Chegámos à fronteira 10 minutos antes de fechar, isto a do Brasil porque a da Bolívia já tinha fechado. Tanta pressa para nada, temos de tratar da importação temporária para o Brasil só amanha! Seguimos para Corumbá sem carimbos no passaporte e com o consentimento dos guardas da fronteira, parece que perceberam pelas nossas caras que precisávamos de uma picanha.
Agora estamos em Corumbá, passámos toda a manha a tratar de papelada nas fronteiras e deixámos as motos numa lavagem e revisão, já são quase 5 da tarde e já não vai dar para ir hoje para o Pantanal, vamos amanhã! Ontem brindámos aos amigos que gostariamos de ter aqui connosco, o Martins, o Galego e o Luis Lourenço fazem falta eles iam gostar muito destas pistas, eu ja decidi quando eles vierem eu venho só para mostrar o caminho :).

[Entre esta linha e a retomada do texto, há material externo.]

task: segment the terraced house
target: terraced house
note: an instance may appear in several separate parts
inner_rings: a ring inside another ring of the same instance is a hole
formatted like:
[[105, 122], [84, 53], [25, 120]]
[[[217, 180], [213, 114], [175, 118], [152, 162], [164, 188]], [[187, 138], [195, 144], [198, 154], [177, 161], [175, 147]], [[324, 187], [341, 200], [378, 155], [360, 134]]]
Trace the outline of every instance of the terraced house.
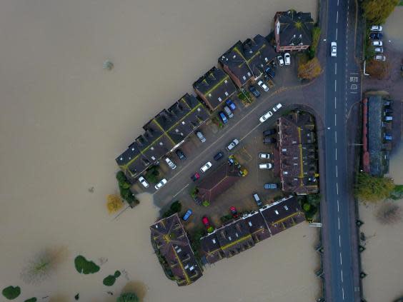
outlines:
[[133, 182], [148, 167], [180, 146], [209, 118], [201, 103], [186, 94], [144, 125], [144, 134], [137, 137], [116, 161]]

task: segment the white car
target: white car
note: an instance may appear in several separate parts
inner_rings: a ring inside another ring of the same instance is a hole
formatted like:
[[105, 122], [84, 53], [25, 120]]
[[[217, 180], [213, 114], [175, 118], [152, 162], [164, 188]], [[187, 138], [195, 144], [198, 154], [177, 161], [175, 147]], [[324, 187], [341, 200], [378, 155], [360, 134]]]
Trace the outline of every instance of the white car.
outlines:
[[277, 104], [276, 106], [274, 106], [273, 107], [273, 111], [274, 112], [277, 112], [277, 110], [279, 110], [280, 108], [282, 108], [283, 106], [283, 105], [282, 105], [280, 103]]
[[239, 141], [238, 141], [237, 139], [235, 139], [234, 140], [233, 140], [229, 145], [228, 145], [227, 147], [225, 147], [225, 149], [228, 151], [231, 151], [234, 148], [235, 148], [235, 146], [239, 144]]
[[381, 25], [372, 25], [371, 26], [371, 31], [382, 31], [382, 26]]
[[265, 91], [269, 91], [269, 87], [267, 87], [267, 86], [264, 83], [263, 83], [263, 81], [258, 81], [257, 84], [261, 86]]
[[279, 64], [282, 66], [284, 64], [284, 60], [283, 60], [283, 57], [281, 54], [277, 56], [277, 61], [279, 61]]
[[337, 56], [337, 44], [336, 42], [330, 44], [330, 55], [332, 56]]
[[259, 158], [262, 159], [269, 159], [270, 158], [270, 154], [268, 153], [259, 153]]
[[286, 52], [284, 54], [284, 61], [286, 61], [286, 65], [291, 64], [291, 56], [289, 55], [289, 53]]
[[264, 115], [262, 115], [262, 116], [260, 116], [260, 119], [259, 119], [259, 120], [260, 121], [261, 123], [264, 123], [266, 121], [267, 121], [267, 119], [272, 116], [273, 115], [273, 113], [272, 111], [267, 111], [267, 113], [265, 113]]
[[269, 168], [273, 168], [273, 165], [272, 163], [259, 163], [259, 168], [261, 170], [266, 170]]
[[200, 171], [201, 171], [201, 173], [204, 173], [210, 168], [212, 168], [212, 163], [210, 161], [207, 161], [201, 168], [200, 168]]
[[144, 178], [143, 176], [139, 177], [139, 181], [140, 181], [140, 183], [141, 183], [144, 188], [148, 188], [149, 186], [147, 181], [146, 181], [146, 178]]
[[162, 188], [166, 184], [167, 182], [168, 181], [166, 181], [166, 178], [162, 178], [161, 181], [159, 181], [157, 184], [154, 186], [155, 189], [158, 190], [159, 188]]

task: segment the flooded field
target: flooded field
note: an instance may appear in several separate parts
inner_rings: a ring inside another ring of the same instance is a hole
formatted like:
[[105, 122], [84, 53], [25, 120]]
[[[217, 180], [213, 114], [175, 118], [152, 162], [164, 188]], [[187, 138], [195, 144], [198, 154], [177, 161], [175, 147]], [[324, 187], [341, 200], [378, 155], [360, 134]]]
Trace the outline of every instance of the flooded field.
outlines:
[[[151, 302], [313, 301], [317, 230], [306, 224], [179, 288], [165, 278], [149, 243], [158, 214], [151, 196], [140, 196], [138, 207], [116, 220], [105, 203], [117, 191], [114, 158], [149, 118], [191, 91], [238, 39], [267, 34], [277, 11], [311, 11], [316, 19], [316, 4], [3, 1], [0, 288], [19, 286], [18, 301], [70, 301], [79, 293], [79, 301], [109, 302], [124, 287]], [[111, 71], [102, 68], [106, 59]], [[54, 270], [26, 284], [24, 268], [49, 249], [60, 251]], [[101, 271], [79, 274], [79, 254], [103, 263]], [[104, 286], [116, 270], [122, 272], [116, 283]]]

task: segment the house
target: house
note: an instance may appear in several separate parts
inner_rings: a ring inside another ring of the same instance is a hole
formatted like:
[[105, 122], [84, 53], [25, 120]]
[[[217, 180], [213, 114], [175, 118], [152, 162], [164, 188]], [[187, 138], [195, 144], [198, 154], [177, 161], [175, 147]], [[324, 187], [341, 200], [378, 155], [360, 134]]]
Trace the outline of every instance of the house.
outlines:
[[298, 195], [319, 191], [314, 117], [292, 111], [277, 121], [280, 179], [282, 190]]
[[240, 179], [240, 172], [239, 168], [235, 165], [228, 162], [222, 164], [197, 185], [197, 198], [201, 201], [214, 201]]
[[203, 274], [177, 213], [150, 226], [154, 248], [166, 263], [178, 286], [186, 286]]
[[389, 173], [392, 121], [385, 121], [385, 103], [392, 101], [380, 95], [370, 95], [363, 103], [362, 114], [362, 167], [366, 173], [383, 176]]
[[219, 58], [224, 71], [241, 88], [251, 80], [256, 81], [263, 74], [264, 66], [274, 57], [275, 51], [260, 35], [244, 43], [239, 41]]
[[144, 125], [144, 134], [116, 161], [133, 183], [151, 165], [180, 146], [209, 118], [203, 104], [194, 96], [186, 94]]
[[193, 84], [196, 94], [212, 111], [237, 92], [229, 76], [213, 67]]
[[311, 13], [290, 9], [274, 16], [274, 37], [277, 52], [301, 51], [312, 43], [314, 20]]

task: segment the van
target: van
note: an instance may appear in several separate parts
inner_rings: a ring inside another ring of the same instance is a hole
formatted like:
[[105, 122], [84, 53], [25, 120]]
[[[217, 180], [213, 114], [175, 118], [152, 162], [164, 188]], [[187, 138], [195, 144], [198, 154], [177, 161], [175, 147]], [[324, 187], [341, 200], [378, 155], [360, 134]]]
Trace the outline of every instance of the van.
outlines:
[[176, 168], [176, 165], [172, 161], [171, 161], [169, 157], [166, 157], [165, 158], [165, 161], [166, 161], [166, 163], [168, 163], [168, 166], [169, 166], [169, 168], [171, 168], [172, 170]]

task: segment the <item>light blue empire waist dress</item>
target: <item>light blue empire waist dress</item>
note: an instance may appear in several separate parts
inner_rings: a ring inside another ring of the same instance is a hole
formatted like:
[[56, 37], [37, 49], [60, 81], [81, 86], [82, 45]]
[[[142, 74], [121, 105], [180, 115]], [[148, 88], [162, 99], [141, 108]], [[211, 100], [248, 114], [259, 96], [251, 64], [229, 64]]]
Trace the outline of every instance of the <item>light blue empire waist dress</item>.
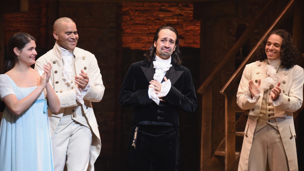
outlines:
[[[37, 86], [19, 87], [7, 75], [0, 75], [0, 96], [15, 94], [18, 100]], [[7, 107], [0, 124], [0, 171], [54, 170], [47, 106], [43, 91], [20, 115]]]

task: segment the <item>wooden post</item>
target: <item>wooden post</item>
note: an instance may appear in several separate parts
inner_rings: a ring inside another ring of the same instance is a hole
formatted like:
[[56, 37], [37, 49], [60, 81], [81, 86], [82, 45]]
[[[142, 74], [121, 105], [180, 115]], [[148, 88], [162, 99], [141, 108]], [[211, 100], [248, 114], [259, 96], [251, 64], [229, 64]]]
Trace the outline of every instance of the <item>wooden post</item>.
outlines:
[[225, 96], [225, 170], [226, 171], [235, 160], [236, 88], [229, 91]]
[[212, 89], [210, 86], [203, 95], [201, 137], [201, 170], [211, 159]]

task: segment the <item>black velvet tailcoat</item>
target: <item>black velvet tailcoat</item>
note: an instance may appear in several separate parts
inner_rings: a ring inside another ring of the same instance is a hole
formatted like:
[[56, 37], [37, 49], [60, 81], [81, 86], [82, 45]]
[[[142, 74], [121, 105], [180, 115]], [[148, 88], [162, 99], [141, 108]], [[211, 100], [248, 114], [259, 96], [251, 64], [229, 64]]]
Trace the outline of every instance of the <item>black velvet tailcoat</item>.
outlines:
[[150, 121], [168, 122], [178, 127], [178, 110], [193, 112], [197, 106], [190, 71], [181, 65], [172, 65], [165, 75], [171, 82], [171, 89], [162, 98], [165, 101], [158, 105], [148, 94], [149, 82], [155, 73], [153, 66], [146, 59], [131, 65], [119, 93], [119, 104], [134, 107], [132, 127], [141, 121]]

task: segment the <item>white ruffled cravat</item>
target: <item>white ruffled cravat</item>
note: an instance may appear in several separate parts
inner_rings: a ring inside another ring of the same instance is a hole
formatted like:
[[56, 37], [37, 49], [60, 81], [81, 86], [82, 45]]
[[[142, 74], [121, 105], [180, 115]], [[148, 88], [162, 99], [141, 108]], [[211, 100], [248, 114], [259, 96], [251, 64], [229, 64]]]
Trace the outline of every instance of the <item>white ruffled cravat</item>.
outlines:
[[[278, 75], [277, 72], [281, 66], [282, 61], [280, 59], [273, 61], [267, 60], [266, 61], [267, 65], [265, 68], [267, 71], [266, 73], [268, 74], [269, 76], [264, 79], [263, 84], [259, 87], [260, 94], [256, 95], [252, 99], [249, 89], [245, 91], [245, 94], [246, 98], [250, 103], [256, 102], [260, 96], [263, 96], [262, 92], [264, 92], [266, 90], [269, 89], [271, 85], [274, 86], [276, 86], [279, 80], [280, 77]], [[268, 101], [272, 103], [275, 106], [279, 105], [282, 103], [281, 96], [282, 95], [282, 93], [283, 92], [281, 91], [279, 97], [275, 101], [273, 100], [270, 96], [268, 99]]]
[[[170, 67], [172, 66], [171, 65], [171, 57], [168, 59], [164, 60], [161, 59], [157, 55], [156, 55], [155, 60], [153, 62], [154, 68], [155, 68], [155, 73], [153, 76], [154, 80], [161, 82], [164, 77], [166, 74], [166, 72], [169, 70]], [[153, 90], [154, 89], [149, 87], [148, 94], [149, 97], [157, 105], [159, 104], [159, 98], [165, 96], [169, 92], [171, 88], [171, 82], [170, 80], [162, 83], [161, 87], [158, 95]]]
[[73, 58], [73, 51], [68, 51], [58, 46], [61, 52], [61, 57], [63, 61], [62, 67], [62, 79], [66, 83], [71, 82], [73, 73], [71, 65], [72, 65]]

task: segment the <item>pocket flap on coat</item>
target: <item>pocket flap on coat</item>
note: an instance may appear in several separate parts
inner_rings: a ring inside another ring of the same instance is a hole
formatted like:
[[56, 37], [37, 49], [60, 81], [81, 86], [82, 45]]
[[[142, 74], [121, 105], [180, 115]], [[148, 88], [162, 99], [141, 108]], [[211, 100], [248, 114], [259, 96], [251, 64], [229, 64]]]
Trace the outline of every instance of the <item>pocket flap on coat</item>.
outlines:
[[289, 128], [290, 130], [290, 133], [291, 136], [290, 136], [290, 139], [292, 139], [292, 137], [294, 136], [296, 138], [297, 136], [295, 134], [295, 125], [294, 124], [289, 124]]
[[246, 127], [245, 127], [245, 131], [244, 131], [244, 134], [245, 136], [246, 136], [246, 137], [248, 137], [248, 136], [247, 135], [247, 132], [248, 132], [248, 128], [249, 127], [249, 122], [247, 121], [247, 123], [246, 123]]

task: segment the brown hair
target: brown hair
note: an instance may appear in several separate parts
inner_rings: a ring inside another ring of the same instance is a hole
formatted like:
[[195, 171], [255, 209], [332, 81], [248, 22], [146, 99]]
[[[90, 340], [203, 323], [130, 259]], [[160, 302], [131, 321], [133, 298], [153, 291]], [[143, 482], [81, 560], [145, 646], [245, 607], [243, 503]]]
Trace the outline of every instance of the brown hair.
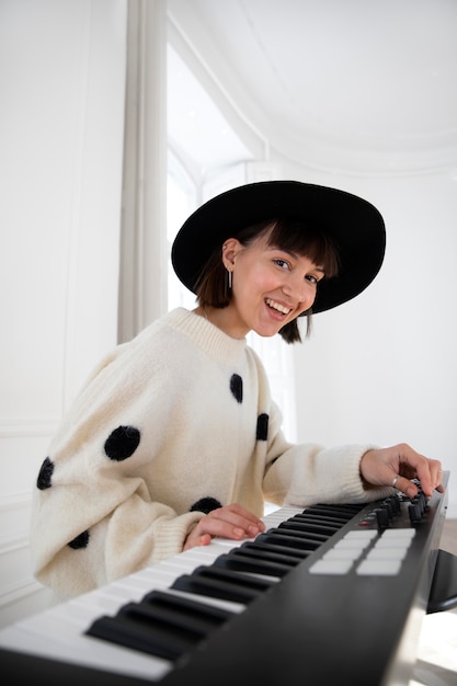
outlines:
[[[261, 221], [247, 227], [235, 238], [242, 245], [249, 245], [267, 231], [270, 231], [269, 245], [306, 255], [315, 264], [322, 266], [325, 274], [324, 278], [336, 276], [339, 262], [336, 248], [327, 236], [309, 227], [304, 221], [293, 219]], [[205, 264], [196, 283], [197, 301], [202, 307], [224, 309], [229, 305], [231, 290], [228, 288], [227, 276], [219, 245]], [[312, 308], [307, 310], [305, 315], [307, 317], [306, 335], [308, 336], [311, 332]], [[279, 330], [279, 334], [286, 343], [300, 343], [301, 335], [297, 319], [285, 324]]]

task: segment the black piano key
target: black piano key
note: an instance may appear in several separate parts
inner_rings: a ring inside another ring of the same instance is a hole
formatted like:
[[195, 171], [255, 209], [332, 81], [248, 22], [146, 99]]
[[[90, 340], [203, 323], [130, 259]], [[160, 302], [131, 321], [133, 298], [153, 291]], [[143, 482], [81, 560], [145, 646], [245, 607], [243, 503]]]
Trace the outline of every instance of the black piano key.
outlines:
[[272, 583], [275, 582], [248, 576], [241, 572], [216, 567], [198, 567], [192, 574], [178, 576], [171, 588], [248, 604], [267, 591]]
[[290, 571], [289, 564], [266, 560], [262, 557], [249, 554], [241, 551], [232, 551], [220, 554], [213, 562], [215, 567], [237, 570], [239, 572], [251, 572], [254, 574], [266, 574], [267, 576], [285, 576]]
[[335, 515], [308, 513], [295, 515], [290, 517], [292, 522], [311, 522], [313, 524], [322, 524], [332, 527], [335, 531], [341, 529], [347, 522], [346, 517], [336, 517]]
[[114, 617], [100, 617], [87, 633], [174, 661], [230, 617], [232, 613], [222, 608], [151, 591]]
[[328, 524], [319, 524], [318, 522], [313, 522], [312, 519], [307, 518], [293, 518], [287, 519], [287, 522], [282, 522], [278, 526], [282, 529], [295, 529], [297, 531], [302, 531], [304, 534], [318, 534], [322, 536], [322, 541], [333, 536], [335, 531], [338, 531], [340, 526], [330, 526]]
[[122, 607], [114, 617], [99, 617], [87, 633], [170, 661], [178, 660], [202, 640], [199, 633], [151, 620], [133, 604]]
[[324, 516], [344, 518], [346, 522], [350, 522], [364, 506], [365, 505], [312, 505], [311, 507], [307, 507], [302, 514], [322, 514]]
[[[262, 534], [264, 536], [264, 534]], [[309, 550], [299, 550], [288, 546], [277, 546], [273, 542], [260, 538], [259, 536], [253, 541], [247, 541], [243, 546], [253, 546], [258, 550], [265, 550], [267, 552], [279, 552], [281, 554], [287, 554], [289, 558], [295, 558], [297, 563], [305, 560], [309, 556]]]
[[230, 554], [249, 554], [258, 558], [262, 558], [264, 560], [270, 560], [272, 562], [281, 562], [282, 564], [287, 564], [288, 567], [296, 567], [302, 559], [304, 556], [292, 554], [295, 550], [292, 550], [289, 554], [287, 550], [284, 548], [281, 549], [271, 549], [271, 546], [262, 546], [256, 545], [255, 541], [245, 541], [239, 548], [233, 548], [230, 551]]
[[[277, 528], [269, 529], [265, 534], [260, 534], [258, 538], [260, 538], [260, 540], [270, 540], [278, 544], [284, 542], [286, 546], [300, 548], [301, 550], [316, 550], [321, 544], [328, 540], [329, 537], [313, 537], [312, 534], [308, 535], [306, 531], [278, 526]], [[258, 540], [258, 538], [255, 540]]]
[[202, 634], [207, 633], [232, 616], [232, 613], [220, 607], [198, 603], [193, 598], [185, 598], [164, 591], [147, 593], [139, 605], [145, 606], [149, 616], [153, 618]]

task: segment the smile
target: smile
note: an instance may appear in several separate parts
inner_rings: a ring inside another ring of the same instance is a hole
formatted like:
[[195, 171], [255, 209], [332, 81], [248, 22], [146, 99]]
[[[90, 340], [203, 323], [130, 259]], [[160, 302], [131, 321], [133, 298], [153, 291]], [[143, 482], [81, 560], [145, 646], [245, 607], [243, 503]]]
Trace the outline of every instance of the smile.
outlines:
[[288, 315], [290, 312], [290, 308], [284, 307], [284, 305], [281, 305], [275, 300], [271, 300], [270, 298], [265, 298], [265, 302], [269, 307], [276, 310], [277, 312], [281, 312], [282, 315]]

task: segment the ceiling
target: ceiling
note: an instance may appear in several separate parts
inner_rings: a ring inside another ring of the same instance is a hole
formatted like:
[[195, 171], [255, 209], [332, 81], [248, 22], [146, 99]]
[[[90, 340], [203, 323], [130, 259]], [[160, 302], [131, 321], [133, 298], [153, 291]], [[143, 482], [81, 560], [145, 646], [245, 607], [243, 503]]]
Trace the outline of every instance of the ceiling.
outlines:
[[456, 173], [456, 0], [168, 0], [168, 16], [170, 136], [202, 168]]

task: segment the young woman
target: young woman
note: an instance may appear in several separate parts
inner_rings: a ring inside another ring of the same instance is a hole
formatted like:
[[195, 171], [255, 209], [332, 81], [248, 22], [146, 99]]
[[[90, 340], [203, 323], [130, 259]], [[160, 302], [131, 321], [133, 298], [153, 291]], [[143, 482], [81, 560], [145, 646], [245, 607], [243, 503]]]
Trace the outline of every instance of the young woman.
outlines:
[[[179, 232], [174, 270], [197, 296], [101, 363], [64, 418], [34, 491], [38, 580], [75, 595], [215, 536], [263, 530], [264, 502], [367, 502], [441, 484], [408, 445], [293, 445], [245, 335], [300, 341], [298, 318], [376, 276], [385, 227], [365, 201], [294, 181], [209, 201]], [[312, 426], [309, 427], [312, 432]]]

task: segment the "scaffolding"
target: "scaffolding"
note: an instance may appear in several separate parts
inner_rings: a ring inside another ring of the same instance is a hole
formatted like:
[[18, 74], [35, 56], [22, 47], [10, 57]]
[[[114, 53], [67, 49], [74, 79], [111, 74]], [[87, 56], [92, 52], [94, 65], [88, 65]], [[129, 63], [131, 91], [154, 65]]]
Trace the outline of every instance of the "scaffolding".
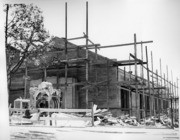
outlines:
[[[169, 81], [169, 72], [168, 67], [167, 73], [162, 73], [162, 66], [161, 66], [161, 59], [160, 59], [160, 73], [158, 70], [154, 71], [153, 67], [153, 54], [151, 52], [151, 70], [150, 70], [150, 61], [148, 56], [148, 49], [145, 44], [153, 43], [153, 41], [140, 41], [137, 42], [136, 34], [134, 34], [134, 42], [126, 43], [126, 44], [116, 44], [116, 45], [107, 45], [101, 46], [100, 44], [95, 44], [89, 39], [89, 29], [88, 29], [88, 2], [86, 2], [86, 33], [82, 37], [74, 37], [68, 38], [68, 6], [65, 3], [65, 47], [62, 49], [65, 54], [64, 60], [59, 60], [59, 62], [64, 63], [64, 77], [65, 77], [65, 93], [67, 94], [67, 78], [68, 78], [68, 69], [69, 63], [84, 63], [85, 65], [85, 82], [74, 83], [74, 85], [81, 85], [85, 89], [85, 104], [86, 108], [89, 108], [89, 87], [98, 87], [98, 86], [106, 86], [106, 101], [107, 101], [107, 108], [109, 109], [109, 87], [111, 85], [117, 85], [122, 90], [126, 90], [129, 93], [129, 100], [130, 105], [128, 108], [119, 108], [120, 110], [126, 109], [129, 111], [129, 114], [132, 115], [132, 112], [135, 111], [137, 120], [139, 121], [141, 118], [145, 117], [152, 117], [158, 116], [160, 117], [161, 114], [168, 114], [170, 111], [171, 119], [172, 119], [172, 126], [174, 120], [179, 118], [179, 108], [178, 108], [178, 79], [176, 82]], [[76, 58], [76, 59], [69, 59], [68, 58], [68, 50], [75, 50], [76, 48], [68, 48], [69, 41], [72, 40], [79, 40], [85, 39], [85, 45], [77, 45], [78, 48], [85, 49], [85, 58]], [[137, 47], [141, 45], [141, 59], [137, 58]], [[107, 59], [105, 62], [98, 60], [98, 49], [105, 49], [105, 48], [114, 48], [114, 47], [124, 47], [124, 46], [134, 46], [134, 54], [129, 54], [129, 60], [123, 61], [113, 61]], [[145, 47], [145, 50], [143, 49]], [[89, 50], [95, 50], [95, 62], [91, 63], [89, 61]], [[146, 60], [144, 61], [144, 51], [146, 55]], [[58, 52], [56, 52], [58, 53]], [[95, 67], [95, 82], [91, 83], [89, 81], [89, 71], [91, 66]], [[105, 66], [106, 67], [106, 80], [98, 82], [97, 77], [97, 66]], [[129, 72], [126, 71], [126, 66], [129, 67]], [[132, 74], [132, 68], [134, 66], [134, 75]], [[141, 75], [138, 76], [138, 66], [141, 68]], [[75, 66], [78, 67], [78, 66]], [[110, 79], [110, 68], [111, 67], [124, 67], [124, 79], [123, 81], [111, 82]], [[44, 69], [44, 75], [46, 79], [46, 68]], [[145, 74], [147, 74], [145, 76]], [[27, 68], [26, 74], [27, 76]], [[129, 78], [127, 78], [127, 75]], [[172, 72], [171, 72], [172, 76]], [[145, 78], [146, 77], [146, 78]], [[173, 77], [173, 76], [172, 76]], [[25, 82], [26, 83], [26, 82]], [[25, 85], [26, 87], [26, 85]], [[26, 88], [25, 88], [26, 89]], [[96, 89], [97, 90], [97, 89]], [[98, 92], [98, 91], [96, 91]], [[136, 107], [132, 108], [132, 92], [135, 93], [135, 105]], [[26, 96], [26, 92], [24, 93]], [[140, 98], [141, 96], [141, 98]], [[139, 99], [140, 98], [140, 99]], [[66, 98], [64, 98], [63, 102], [66, 102]], [[140, 104], [139, 106], [138, 104]], [[149, 102], [149, 105], [147, 104]]]

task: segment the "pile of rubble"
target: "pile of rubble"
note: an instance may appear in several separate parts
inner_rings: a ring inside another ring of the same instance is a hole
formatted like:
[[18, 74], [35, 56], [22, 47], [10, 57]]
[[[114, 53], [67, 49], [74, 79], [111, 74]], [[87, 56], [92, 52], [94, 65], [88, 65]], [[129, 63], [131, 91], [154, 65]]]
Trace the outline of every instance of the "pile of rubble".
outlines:
[[[135, 116], [122, 115], [118, 117], [113, 117], [112, 113], [107, 109], [97, 109], [97, 106], [94, 106], [94, 124], [95, 125], [115, 125], [115, 126], [142, 126], [142, 127], [156, 127], [156, 128], [170, 128], [171, 119], [166, 115], [160, 115], [160, 117], [148, 117], [142, 119], [140, 122], [137, 121]], [[90, 116], [90, 114], [86, 114]], [[179, 127], [178, 122], [175, 123], [175, 127]]]

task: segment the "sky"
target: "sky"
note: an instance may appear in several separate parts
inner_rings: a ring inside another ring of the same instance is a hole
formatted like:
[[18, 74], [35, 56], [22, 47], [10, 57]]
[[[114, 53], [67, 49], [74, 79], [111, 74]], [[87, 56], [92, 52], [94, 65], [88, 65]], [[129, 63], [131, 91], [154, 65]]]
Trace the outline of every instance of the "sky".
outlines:
[[[45, 28], [53, 36], [65, 35], [65, 2], [68, 4], [68, 38], [80, 37], [86, 31], [85, 0], [4, 0], [4, 3], [34, 3], [41, 8]], [[180, 1], [179, 0], [89, 0], [89, 38], [101, 46], [150, 41], [149, 61], [153, 53], [154, 71], [169, 70], [169, 79], [180, 79]], [[73, 41], [85, 44], [85, 40]], [[141, 58], [141, 46], [137, 56]], [[100, 49], [99, 54], [111, 59], [128, 60], [134, 46]], [[151, 64], [150, 64], [151, 65]], [[150, 67], [151, 68], [151, 67]], [[171, 71], [173, 78], [171, 77]], [[138, 73], [140, 75], [140, 73]], [[180, 83], [180, 80], [179, 80]]]

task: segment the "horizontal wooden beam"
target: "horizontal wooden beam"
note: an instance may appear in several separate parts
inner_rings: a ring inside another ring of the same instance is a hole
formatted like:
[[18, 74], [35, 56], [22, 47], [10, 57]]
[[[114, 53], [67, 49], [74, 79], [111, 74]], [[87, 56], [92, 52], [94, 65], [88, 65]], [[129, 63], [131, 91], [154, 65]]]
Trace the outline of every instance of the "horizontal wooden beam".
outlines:
[[74, 37], [74, 38], [68, 38], [67, 40], [77, 40], [77, 39], [84, 39], [85, 37], [84, 36], [81, 36], [81, 37]]
[[38, 108], [40, 112], [92, 112], [92, 109], [54, 109], [54, 108]]
[[[153, 43], [153, 41], [141, 41], [141, 42], [136, 42], [136, 44], [147, 44], [147, 43]], [[131, 46], [131, 45], [134, 45], [134, 43], [99, 46], [98, 48], [99, 48], [99, 49], [101, 49], [101, 48], [113, 48], [113, 47], [123, 47], [123, 46]], [[88, 49], [93, 49], [93, 48], [88, 48]]]

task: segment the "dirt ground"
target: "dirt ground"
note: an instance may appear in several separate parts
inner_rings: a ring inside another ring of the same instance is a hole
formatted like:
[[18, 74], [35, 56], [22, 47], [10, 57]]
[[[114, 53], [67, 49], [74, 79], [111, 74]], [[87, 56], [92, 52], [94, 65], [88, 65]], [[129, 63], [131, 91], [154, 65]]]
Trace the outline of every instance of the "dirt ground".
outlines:
[[179, 129], [10, 126], [11, 140], [178, 140]]

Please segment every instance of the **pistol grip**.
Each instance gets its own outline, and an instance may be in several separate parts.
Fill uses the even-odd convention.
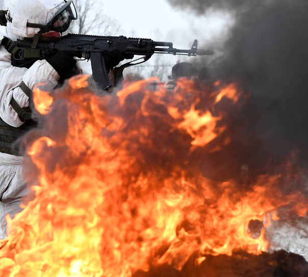
[[[91,52],[91,66],[93,79],[98,88],[108,90],[112,87],[102,54],[100,52]]]

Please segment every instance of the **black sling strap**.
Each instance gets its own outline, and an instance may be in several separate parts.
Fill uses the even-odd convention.
[[[32,99],[32,91],[23,82],[19,86],[20,89],[29,98],[29,104]],[[32,113],[29,107],[22,108],[18,105],[16,100],[12,97],[10,104],[14,110],[18,114],[19,119],[24,122],[31,119],[32,117]]]

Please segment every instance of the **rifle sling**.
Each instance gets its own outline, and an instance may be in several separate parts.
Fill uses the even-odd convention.
[[[29,98],[30,103],[32,98],[32,91],[23,82],[19,86],[19,88]],[[32,113],[29,106],[22,108],[19,106],[13,97],[12,97],[10,104],[14,110],[18,114],[19,119],[21,121],[24,122],[29,119],[31,119],[32,117]]]

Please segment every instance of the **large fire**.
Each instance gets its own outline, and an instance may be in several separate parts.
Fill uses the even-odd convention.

Estamos bastante atrasados em relação ao previsto, temos de chegar a São Paulo na quarta feira sem falta para embalar e despachar as motos. Temos quinta feira para fazer isso, sexta o Casimiro já volta e no fim de semana a Aduana está fechada. O que salva os nossos contratempos são novamente os amigos, o Sílvio está imparável em Sampa, já conseguiu as grades para as motos e tem tudo preparado por lá, era para vir com a Verbena e o André até Bonito para rodarem connosco de volta a SP, mas já nem sabemos se temos tempo para ir a Bonito alem disso para eles seriam 2600 kms em 3 dias... se bem que me daria uma grande prazer terminar a viagem na sua companhia, não lhes vou fazer essa maldade.
Hoje as fotos são da autoria do Teles!